Operationalizations define measures or variables which are quantities of
interest or which serve as the practical substitutes for the concepts of
interest.

**What makes a “good” variable?**

Regardless
of what we are trying to measure, the qualities that make a good measure of a
scientific concept are high reliability, absence of bias, low cost,
practicality, objectivity, high acceptance, and high concept validity.
Reliability is essentially the inverse of the statistical concept of variance,
and a rough equivalent is **"consistency"**. Statisticians also use the
word **"precision"**. Bias refers to the difference between the measure
and some** “true”** value.

A difference between an individual measurement and the true value is called an “error” (which implies the practical impossibility of perfect precision, rather than the making of mistakes). The bias is the average difference over many measurements.

Ideally the bias of a measurement process
should be zero.

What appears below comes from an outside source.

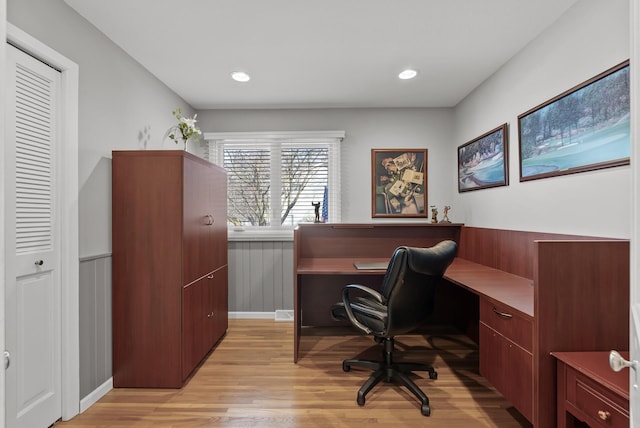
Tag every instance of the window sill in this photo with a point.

For example, a measure of weight that is made with people
wearing their street clothes and shoes has a positive bias equal to the average
weight of the shoes and clothes across all subjects.

**“Precision or reliability refers to the reproducibility of repeated
measurements, while bias refers to how far the average of many measurements is
from the true value.”**

All other things being equal, when two measures are available, we will choose the less expensive and easier to obtain (more practical) measures. Measures that have a greater degree of subjectivity are generally less preferable.

Although
devising your own measures may improve upon existing measures, there may be a
trade off with acceptability, resulting in reduced impact of your experiment on
the field as a whole.

**Construct validity **is a key
criterion for variable definition. Under ideal conditions, after completing
your experiment you will be able to make a strong claim that changing your
explanatory variable(s) in a certain way (eg, doubling the amplitude of a
background hum) causes a corresponding change in your outcome (eg, score on an
irritability scale).

But if you want to convert that to meaningful statements
about the effects of auditory environmental disturbances on the psychological
trait or construct called** “irritability”**, you must be able to argue that the
scales have good construct validity for the traits, namely that the
operationalization of background noise as an electronic hum has good construct
validity for auditory environmental disturbances, and that your irritability
scale really measures what people call irritability.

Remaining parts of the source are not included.